If autorepair instance group manager is first then the instance metadata is missing the ssh key to execute the build on the runner leading to an error:
Running with gitlab-runner 16.3.1 (f5dfa4d1)
on *** tb8Hp4yH, system ID: ***
Resolving secrets
00:00
Preparing the "docker-autoscaler" executor
00:39
Dialing instance https://www.googleapis.com/compute/v1/projects/**/zones/europe-west1-b/instances/***...
ERROR: Failed to remove network for build
ERROR: Preparation failed: preparing environment: dial ssh: dial tcp ***:22: i/o timeout
Will be retried in 3s ...
Dialing instance https://www.googleapis.com/compute/v1/projects/**/zones/europe-west1-b/instances/***...
ERROR: Failed to remove network for build
ERROR: Preparation failed: preparing environment: dial ssh: dial tcp ***:22: i/o timeout
Will be retried in 3s ...
Dialing instance https://www.googleapis.com/compute/v1/projects/**/zones/europe-west1-b/instances/***...
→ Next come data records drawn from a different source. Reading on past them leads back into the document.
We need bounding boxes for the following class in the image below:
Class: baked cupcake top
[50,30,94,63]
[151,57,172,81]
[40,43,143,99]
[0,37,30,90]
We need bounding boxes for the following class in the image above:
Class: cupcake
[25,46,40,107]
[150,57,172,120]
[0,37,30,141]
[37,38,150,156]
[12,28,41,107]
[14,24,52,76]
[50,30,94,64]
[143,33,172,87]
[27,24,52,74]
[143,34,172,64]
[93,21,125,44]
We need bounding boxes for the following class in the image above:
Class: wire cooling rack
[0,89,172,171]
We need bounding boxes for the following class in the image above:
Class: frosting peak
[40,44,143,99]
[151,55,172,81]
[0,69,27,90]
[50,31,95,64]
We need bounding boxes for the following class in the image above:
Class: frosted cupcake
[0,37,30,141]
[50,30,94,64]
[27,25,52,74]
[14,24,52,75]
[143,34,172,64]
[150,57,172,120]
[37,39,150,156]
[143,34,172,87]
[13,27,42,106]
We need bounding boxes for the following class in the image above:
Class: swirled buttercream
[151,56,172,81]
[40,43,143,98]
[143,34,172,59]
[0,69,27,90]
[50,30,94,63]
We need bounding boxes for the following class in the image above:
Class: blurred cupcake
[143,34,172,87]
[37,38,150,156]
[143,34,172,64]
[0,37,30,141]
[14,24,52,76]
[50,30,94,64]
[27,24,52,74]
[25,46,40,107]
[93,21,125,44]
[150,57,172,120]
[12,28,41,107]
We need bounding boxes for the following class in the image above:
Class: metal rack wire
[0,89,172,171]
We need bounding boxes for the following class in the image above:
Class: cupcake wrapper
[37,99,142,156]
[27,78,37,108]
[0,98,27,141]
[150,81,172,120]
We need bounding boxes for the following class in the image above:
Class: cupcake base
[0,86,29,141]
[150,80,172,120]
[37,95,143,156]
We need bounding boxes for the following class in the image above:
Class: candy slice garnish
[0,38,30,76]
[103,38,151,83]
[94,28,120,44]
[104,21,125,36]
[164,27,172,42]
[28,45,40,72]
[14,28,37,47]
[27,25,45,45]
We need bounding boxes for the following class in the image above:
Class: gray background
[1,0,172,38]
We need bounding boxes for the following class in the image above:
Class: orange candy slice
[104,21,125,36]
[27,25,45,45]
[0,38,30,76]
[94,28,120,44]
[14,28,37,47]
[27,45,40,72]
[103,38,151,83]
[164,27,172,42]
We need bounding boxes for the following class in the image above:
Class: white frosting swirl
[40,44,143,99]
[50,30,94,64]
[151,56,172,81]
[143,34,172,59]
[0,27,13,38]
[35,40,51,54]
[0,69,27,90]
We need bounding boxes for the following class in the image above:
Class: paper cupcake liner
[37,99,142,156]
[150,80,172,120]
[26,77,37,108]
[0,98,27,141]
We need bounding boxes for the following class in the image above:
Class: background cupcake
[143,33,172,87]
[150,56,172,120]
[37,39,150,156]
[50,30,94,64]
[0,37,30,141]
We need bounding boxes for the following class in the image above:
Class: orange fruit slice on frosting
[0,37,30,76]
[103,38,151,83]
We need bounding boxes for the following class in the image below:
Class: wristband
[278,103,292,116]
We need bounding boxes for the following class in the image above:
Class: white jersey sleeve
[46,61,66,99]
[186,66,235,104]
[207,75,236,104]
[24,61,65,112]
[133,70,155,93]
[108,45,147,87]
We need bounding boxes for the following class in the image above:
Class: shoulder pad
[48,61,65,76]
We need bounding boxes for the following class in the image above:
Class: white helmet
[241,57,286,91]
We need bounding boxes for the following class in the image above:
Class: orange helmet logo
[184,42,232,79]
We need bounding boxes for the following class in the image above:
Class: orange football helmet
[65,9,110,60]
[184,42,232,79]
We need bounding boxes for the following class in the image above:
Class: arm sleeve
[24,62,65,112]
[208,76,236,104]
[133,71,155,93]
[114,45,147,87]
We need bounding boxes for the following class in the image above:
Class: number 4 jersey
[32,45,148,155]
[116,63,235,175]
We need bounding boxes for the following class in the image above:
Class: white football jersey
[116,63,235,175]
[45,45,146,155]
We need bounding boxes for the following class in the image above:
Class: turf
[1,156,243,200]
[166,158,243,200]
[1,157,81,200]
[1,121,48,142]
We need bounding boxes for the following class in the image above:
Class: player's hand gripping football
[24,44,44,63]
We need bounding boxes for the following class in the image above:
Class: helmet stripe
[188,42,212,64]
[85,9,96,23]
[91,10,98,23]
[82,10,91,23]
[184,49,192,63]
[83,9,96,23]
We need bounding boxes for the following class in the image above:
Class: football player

ERROR: Failed to remove network for build
ERROR: Preparation failed: preparing environment: dial ssh: dial tcp ***:22: i/o timeout
Will be retried in 3s ...
ERROR: Job failed (system failure): preparing environment: dial ssh: dial tcp ***:22: i/o timeout
A workaround is to add retry
in .gitlab-ci.yml and
[runners.autoscaler]
capacity_per_instance = 1
max_use_count = 1
but I would like to increase the max_use_count
to reuse the runner more to have the pulled docker images already on disk.
unfortunately this would require also to incr the retry: max:
value leading to a lot of failed retries
.
Steps to reproduce
Stop an Instance via gcloud and wait till instance group manager autorepairs the instance. The repaired instance is missing the ssh key in the metadata, resulting into a failed job.
Environment description
config.toml contents
[runners.autoscaler]
capacity_per_instance = 1
max_use_count = 1
max_instances = 10
plugin = "fleeting-plugin-googlecompute"
[runners.autoscaler.plugin_config]
name = "***"
project = "**"
zone = "europe-west1-b"
[runners.autoscaler.connector_config]
protocol = "ssh"
username = "runner"
password = ""
key_path = ""
use_static_credentials = false
keepalive = "30s"
timeout = "10s"
use_external_addr = false
Used GitLab Runner version
Version: 16.3.1
Git revision: f5dfa4d1
Git branch: 16-3-stable
GO version: go1.20.5
Built: 2023-09-14T14:22:37+0000
OS/Arch: linux/amd64